My dear friend Rita sent me photos of her grandson over the years that clearly showed the bond that can exist between a boy and his dog. He was blessed by sharing life with her and the many animals she cared for, experiencing many aspects of life that most young people never have the opportunity to witness. She is a Certified Wildlife Rehabilitator devoted to caring for and treating injured and abandoned animals and, when possible returning them to the wild or finding a home. I have known this family for many years and have seen the importance of having a relationship and responsibility toward the animals in their care. This aspect has enabled him to navigate through the rough spots that growing up brings to us. There are many studies on building a relationship between children and their pets and guidelines for safety and bonding, which is a more academic approach to me. So instead, in this article, I would like to address the emotionality and use my experience as a pet owner my entire life.

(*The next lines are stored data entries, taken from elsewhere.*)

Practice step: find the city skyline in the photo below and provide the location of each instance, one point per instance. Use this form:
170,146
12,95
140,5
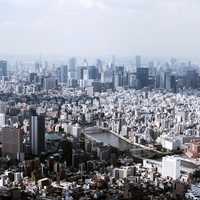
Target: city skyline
96,27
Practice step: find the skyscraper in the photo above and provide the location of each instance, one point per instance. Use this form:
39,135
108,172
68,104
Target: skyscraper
138,61
37,134
142,76
64,73
3,68
72,68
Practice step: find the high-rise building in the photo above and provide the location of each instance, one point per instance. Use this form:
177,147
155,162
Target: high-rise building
11,139
37,134
142,76
93,73
3,69
171,167
50,83
138,61
72,68
2,120
64,73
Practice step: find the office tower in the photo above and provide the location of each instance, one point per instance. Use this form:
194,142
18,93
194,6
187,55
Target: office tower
3,69
173,84
99,65
11,139
132,80
72,68
142,76
50,83
107,76
37,67
93,73
191,79
138,61
2,120
64,74
171,166
37,134
119,76
33,78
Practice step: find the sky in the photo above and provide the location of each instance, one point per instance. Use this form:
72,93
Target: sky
100,27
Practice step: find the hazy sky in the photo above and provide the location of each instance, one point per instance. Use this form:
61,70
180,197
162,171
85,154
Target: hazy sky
100,27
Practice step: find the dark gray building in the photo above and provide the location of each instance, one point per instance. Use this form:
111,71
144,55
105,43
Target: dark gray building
37,134
3,68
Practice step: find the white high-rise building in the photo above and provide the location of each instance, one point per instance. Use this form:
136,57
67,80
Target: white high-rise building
171,167
2,120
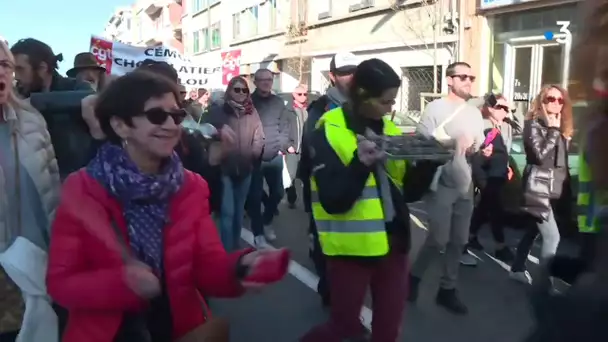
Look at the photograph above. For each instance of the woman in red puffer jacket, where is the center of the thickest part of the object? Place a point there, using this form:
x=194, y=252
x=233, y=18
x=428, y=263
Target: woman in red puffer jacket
x=133, y=246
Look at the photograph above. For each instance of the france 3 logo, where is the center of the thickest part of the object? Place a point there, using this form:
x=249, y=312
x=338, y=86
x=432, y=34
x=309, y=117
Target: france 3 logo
x=565, y=36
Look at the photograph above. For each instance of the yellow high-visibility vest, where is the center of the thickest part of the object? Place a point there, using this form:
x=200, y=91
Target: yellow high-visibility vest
x=361, y=231
x=588, y=199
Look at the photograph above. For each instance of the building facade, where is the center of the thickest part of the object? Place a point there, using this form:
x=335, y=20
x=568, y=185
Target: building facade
x=529, y=46
x=205, y=28
x=296, y=39
x=119, y=26
x=148, y=23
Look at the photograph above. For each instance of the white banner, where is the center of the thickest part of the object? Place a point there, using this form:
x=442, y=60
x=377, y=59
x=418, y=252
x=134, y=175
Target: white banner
x=119, y=59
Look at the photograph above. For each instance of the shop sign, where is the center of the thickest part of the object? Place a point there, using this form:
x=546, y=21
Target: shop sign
x=488, y=4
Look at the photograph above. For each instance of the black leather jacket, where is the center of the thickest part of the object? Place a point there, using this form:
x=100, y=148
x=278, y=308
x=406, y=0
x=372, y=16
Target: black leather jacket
x=546, y=169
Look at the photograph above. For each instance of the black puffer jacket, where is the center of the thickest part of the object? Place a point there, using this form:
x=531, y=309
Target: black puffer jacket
x=546, y=169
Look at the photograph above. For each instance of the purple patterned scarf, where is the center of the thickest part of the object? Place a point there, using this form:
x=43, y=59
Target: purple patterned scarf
x=145, y=198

My dad was a bus driver when I was growing up, and he always chose the late shift, as it was a higher pay rate. So he got home after midnight and always took his German Shepherd for a late-night walk, a quiet bonding time when they were together. As we age and look back on our childhood days, they seemed like a different time… and they were. I only learned about those long walks my dad shared with his dog when I was older, about to leave home for college, and happened to be coming in for the night as he also was coming back from one of those walks. So that was a special time in my life, on those warm, quiet summer nights back in 1964, sitting on the patio with my dad as we discussed life's dreams for the future and events changing the world. We did not realize it then, but those moments will never come again, but be replaced by events when you are developing your career and young family. So I now savor those memories I shared with my dad long ago, for they are now a part of time that will be fondly remembered and cherished.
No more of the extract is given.